With this two-way preventive measure, Komaki will provide users with a safer EV driving experience.
EV ownership in India is on the rise; however developments in quality and reliability have not kept pace with this rapid adoption. The gap between R&D and usage growth has created a looming hole that has swallowed dozens of electric motorcycles and e-bikes in recent days. In a recent incident, a multi-brand dealership in Pune that also operates Komaki EVs caught fire. Separately, the Indian government has issued notices showing the reasons to three electric vehicle makers and a new set of strict guidelines for EV makers.

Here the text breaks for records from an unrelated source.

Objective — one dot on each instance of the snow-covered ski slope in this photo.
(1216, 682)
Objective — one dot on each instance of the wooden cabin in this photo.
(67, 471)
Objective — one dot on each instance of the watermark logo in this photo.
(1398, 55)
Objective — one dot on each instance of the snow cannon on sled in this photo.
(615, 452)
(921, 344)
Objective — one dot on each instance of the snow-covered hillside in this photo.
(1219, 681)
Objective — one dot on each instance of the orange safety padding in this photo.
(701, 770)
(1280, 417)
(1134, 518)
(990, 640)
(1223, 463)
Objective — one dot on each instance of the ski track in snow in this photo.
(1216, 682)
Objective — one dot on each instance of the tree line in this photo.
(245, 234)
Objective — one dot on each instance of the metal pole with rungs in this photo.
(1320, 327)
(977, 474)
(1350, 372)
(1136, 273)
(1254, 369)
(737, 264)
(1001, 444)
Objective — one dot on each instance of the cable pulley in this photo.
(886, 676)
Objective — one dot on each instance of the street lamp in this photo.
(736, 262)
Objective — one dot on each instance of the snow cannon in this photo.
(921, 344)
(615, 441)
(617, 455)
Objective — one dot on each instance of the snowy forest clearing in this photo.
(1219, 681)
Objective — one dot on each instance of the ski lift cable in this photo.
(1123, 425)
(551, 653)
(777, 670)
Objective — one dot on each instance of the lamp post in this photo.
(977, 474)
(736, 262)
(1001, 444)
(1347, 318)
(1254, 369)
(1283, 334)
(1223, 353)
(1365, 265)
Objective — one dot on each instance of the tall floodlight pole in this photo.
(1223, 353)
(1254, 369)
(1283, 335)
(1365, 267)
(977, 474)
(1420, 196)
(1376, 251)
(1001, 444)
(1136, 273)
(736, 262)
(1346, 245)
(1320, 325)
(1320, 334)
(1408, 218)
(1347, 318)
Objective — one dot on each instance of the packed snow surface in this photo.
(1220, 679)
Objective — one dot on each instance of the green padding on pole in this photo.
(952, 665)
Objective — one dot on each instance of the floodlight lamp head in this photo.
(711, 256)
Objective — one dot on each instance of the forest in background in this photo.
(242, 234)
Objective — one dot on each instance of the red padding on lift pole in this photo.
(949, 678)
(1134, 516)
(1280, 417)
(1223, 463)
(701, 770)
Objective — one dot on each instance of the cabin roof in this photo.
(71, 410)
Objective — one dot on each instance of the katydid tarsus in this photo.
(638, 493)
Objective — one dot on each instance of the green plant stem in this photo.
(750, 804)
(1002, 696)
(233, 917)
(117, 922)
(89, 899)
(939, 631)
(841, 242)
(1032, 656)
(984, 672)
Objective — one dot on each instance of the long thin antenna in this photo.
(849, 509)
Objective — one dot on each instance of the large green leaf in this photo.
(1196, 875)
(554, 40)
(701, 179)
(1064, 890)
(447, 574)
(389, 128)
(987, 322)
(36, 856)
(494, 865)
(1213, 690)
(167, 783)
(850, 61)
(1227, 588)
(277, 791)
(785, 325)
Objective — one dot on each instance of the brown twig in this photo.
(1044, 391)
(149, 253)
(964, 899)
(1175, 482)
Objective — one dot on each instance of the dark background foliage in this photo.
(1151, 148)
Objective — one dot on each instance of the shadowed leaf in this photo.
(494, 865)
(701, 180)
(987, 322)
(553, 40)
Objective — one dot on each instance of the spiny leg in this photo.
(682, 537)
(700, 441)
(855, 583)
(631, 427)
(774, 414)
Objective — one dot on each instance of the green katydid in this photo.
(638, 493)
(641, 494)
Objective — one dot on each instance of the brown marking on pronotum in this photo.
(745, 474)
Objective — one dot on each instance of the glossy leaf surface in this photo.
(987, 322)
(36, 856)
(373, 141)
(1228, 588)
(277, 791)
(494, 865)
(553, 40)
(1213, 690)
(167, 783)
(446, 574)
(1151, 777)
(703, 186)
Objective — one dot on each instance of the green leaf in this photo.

It is reported that the new Komaki battery will be configured with lithium iron phosphate (LiFePO4), which is theoretically more flame-resistant than other batteries due to the presence of iron in the composition. However, this claim has not been verified by the authorities.

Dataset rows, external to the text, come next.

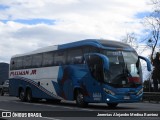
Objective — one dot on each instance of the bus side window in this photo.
(27, 61)
(75, 56)
(12, 64)
(93, 49)
(48, 59)
(37, 60)
(59, 58)
(18, 64)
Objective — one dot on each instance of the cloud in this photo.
(27, 25)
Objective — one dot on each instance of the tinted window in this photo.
(13, 64)
(48, 59)
(75, 56)
(37, 60)
(59, 58)
(19, 63)
(27, 61)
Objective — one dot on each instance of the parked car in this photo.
(4, 88)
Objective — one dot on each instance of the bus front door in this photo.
(95, 77)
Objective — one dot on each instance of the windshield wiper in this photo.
(126, 71)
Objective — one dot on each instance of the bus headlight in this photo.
(140, 92)
(108, 91)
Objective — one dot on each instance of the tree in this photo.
(152, 23)
(130, 39)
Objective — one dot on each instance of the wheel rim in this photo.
(28, 97)
(21, 96)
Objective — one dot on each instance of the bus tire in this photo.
(80, 99)
(1, 92)
(29, 97)
(112, 105)
(22, 96)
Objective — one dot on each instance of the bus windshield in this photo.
(124, 70)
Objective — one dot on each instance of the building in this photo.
(4, 71)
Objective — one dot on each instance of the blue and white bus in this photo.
(88, 71)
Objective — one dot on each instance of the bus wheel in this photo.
(1, 92)
(22, 95)
(112, 105)
(29, 95)
(80, 99)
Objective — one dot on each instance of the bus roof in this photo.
(104, 44)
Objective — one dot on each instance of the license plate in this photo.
(126, 97)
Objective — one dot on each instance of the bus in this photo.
(86, 71)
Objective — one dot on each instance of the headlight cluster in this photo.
(108, 91)
(140, 92)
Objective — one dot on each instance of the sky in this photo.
(26, 25)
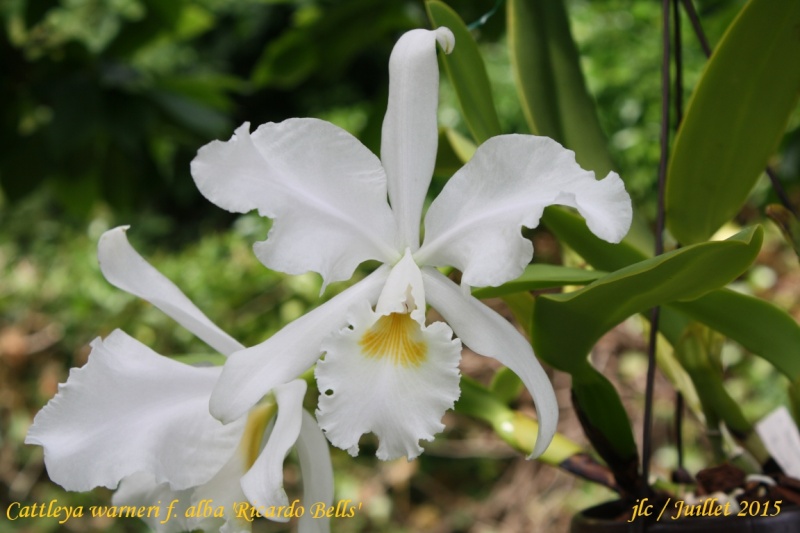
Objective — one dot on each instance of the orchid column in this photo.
(335, 205)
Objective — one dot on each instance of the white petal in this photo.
(263, 483)
(395, 379)
(123, 267)
(410, 134)
(474, 224)
(317, 472)
(141, 490)
(130, 410)
(403, 291)
(325, 190)
(250, 374)
(489, 334)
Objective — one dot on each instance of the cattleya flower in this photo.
(334, 205)
(133, 418)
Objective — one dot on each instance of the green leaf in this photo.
(537, 277)
(550, 83)
(566, 326)
(759, 326)
(606, 424)
(465, 68)
(570, 228)
(454, 150)
(517, 429)
(734, 120)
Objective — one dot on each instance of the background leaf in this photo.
(464, 66)
(550, 83)
(735, 119)
(566, 326)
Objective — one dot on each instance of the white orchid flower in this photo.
(133, 416)
(388, 372)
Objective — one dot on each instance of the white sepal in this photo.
(250, 374)
(325, 191)
(401, 397)
(489, 334)
(410, 133)
(124, 268)
(317, 471)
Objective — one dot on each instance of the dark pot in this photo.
(598, 520)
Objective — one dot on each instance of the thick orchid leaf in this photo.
(734, 120)
(566, 326)
(550, 82)
(605, 422)
(788, 224)
(540, 276)
(454, 150)
(571, 229)
(759, 326)
(465, 68)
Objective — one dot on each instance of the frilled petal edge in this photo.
(130, 410)
(325, 191)
(410, 134)
(390, 376)
(124, 268)
(489, 334)
(250, 374)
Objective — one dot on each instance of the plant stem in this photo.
(701, 36)
(659, 249)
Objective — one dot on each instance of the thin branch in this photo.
(647, 437)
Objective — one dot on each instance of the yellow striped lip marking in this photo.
(396, 336)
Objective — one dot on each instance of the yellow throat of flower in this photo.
(257, 422)
(395, 336)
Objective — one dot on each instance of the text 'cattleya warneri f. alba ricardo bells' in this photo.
(334, 204)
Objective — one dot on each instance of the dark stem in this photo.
(701, 36)
(698, 29)
(676, 17)
(647, 436)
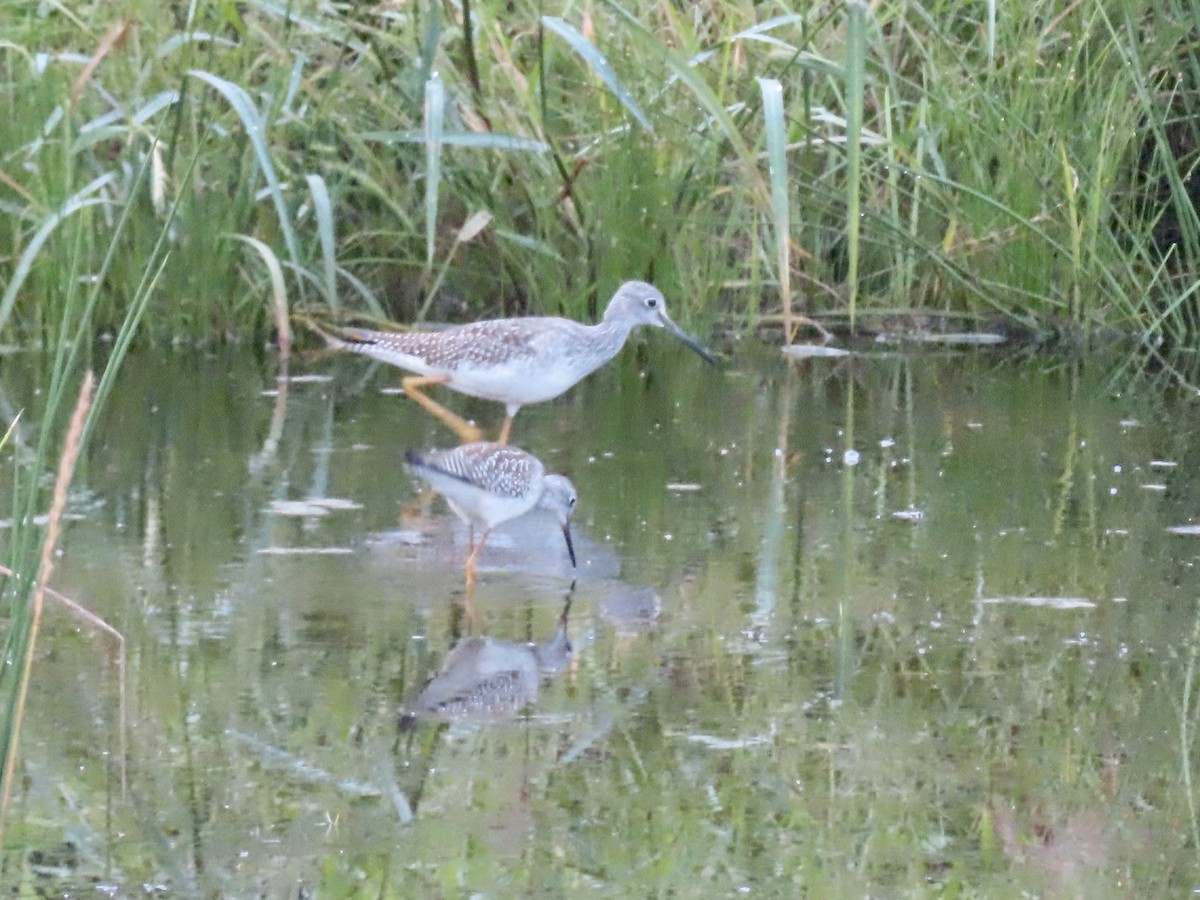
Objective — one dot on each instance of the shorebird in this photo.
(514, 361)
(484, 678)
(486, 484)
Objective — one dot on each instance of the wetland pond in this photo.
(889, 625)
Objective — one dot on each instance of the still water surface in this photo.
(889, 625)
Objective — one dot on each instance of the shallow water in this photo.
(891, 625)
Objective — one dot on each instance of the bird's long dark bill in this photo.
(689, 341)
(570, 547)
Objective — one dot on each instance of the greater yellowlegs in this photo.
(487, 484)
(514, 361)
(484, 678)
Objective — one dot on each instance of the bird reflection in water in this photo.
(489, 679)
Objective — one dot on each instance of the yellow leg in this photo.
(468, 607)
(504, 431)
(466, 431)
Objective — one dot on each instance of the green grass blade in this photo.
(777, 167)
(486, 141)
(323, 209)
(279, 291)
(435, 119)
(252, 121)
(856, 69)
(597, 61)
(25, 263)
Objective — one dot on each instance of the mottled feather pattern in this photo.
(497, 468)
(480, 343)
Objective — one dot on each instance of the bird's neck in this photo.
(613, 334)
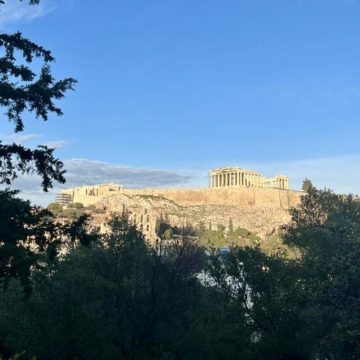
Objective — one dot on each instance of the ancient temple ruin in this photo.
(236, 176)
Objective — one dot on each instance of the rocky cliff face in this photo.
(146, 207)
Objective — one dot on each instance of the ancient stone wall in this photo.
(244, 197)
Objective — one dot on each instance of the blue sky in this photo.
(174, 88)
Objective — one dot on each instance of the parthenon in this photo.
(235, 176)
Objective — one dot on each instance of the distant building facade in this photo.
(236, 176)
(88, 195)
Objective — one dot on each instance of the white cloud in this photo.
(339, 173)
(57, 144)
(14, 11)
(19, 138)
(90, 172)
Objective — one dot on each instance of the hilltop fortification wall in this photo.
(242, 197)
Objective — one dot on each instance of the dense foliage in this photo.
(112, 296)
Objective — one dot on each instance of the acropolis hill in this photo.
(250, 200)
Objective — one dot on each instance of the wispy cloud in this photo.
(339, 173)
(20, 138)
(15, 11)
(90, 172)
(57, 144)
(83, 171)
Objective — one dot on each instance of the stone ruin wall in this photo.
(242, 197)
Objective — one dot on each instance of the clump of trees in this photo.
(113, 296)
(67, 292)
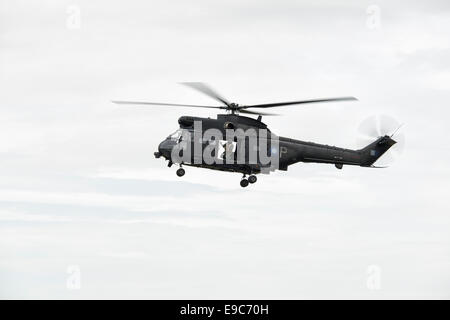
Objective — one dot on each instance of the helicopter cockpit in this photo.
(179, 135)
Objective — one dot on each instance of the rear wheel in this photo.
(244, 183)
(180, 172)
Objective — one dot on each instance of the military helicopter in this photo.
(225, 152)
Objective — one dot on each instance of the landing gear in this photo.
(252, 179)
(244, 183)
(180, 172)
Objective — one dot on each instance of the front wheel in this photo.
(252, 179)
(244, 183)
(180, 172)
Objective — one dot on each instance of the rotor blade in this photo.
(205, 89)
(164, 104)
(279, 104)
(258, 113)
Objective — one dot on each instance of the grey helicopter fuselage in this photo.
(288, 151)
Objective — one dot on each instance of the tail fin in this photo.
(375, 150)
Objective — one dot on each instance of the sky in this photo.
(86, 211)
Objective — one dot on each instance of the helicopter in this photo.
(242, 144)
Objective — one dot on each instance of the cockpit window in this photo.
(176, 135)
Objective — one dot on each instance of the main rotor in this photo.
(232, 107)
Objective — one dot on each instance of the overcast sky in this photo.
(82, 196)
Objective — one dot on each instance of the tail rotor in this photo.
(377, 126)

In addition, Komaki will reduce the number of cells in the battery pack by 1/3. This will reduce the accumulated heat generated in the battery. According to the company, this should give the battery a higher life cycle of 2500-3000, compared to 800 for NMC (nickel, manganese and cobalt) batteries.
By reducing the number of components, Komaki also aims to make it easier for service providers to handle vehicles in a safer manner. The risk of shipping damage is also greatly reduced. Komaki combines this with a new active balancing mechanism that repeatedly balances cells in a battery in a fraction of the time.
in the matching smartcell phoneThere will also be a partner app on it. Together with onboard sensors, it will actively monitor the health of the battery and alert users and dealers of any suspicious behavior in the first place. It is understood that the app can test up to 250 batteries at a time and repeat the test at intervals of seconds. All of these technologies and changes combined are expected to greatly reduce the chance of fire hazards.
Changes to the power bank for electric motorcycles indicate a change in riding range. However, if the company’s claims are to be believed, one can expect a battery pack life of 300km, and will vary depending on which model two-wheeler the battery pack is implemented on, among other factors. The Komaki SE and TN95 now get a claimed range of 180km on a single charge.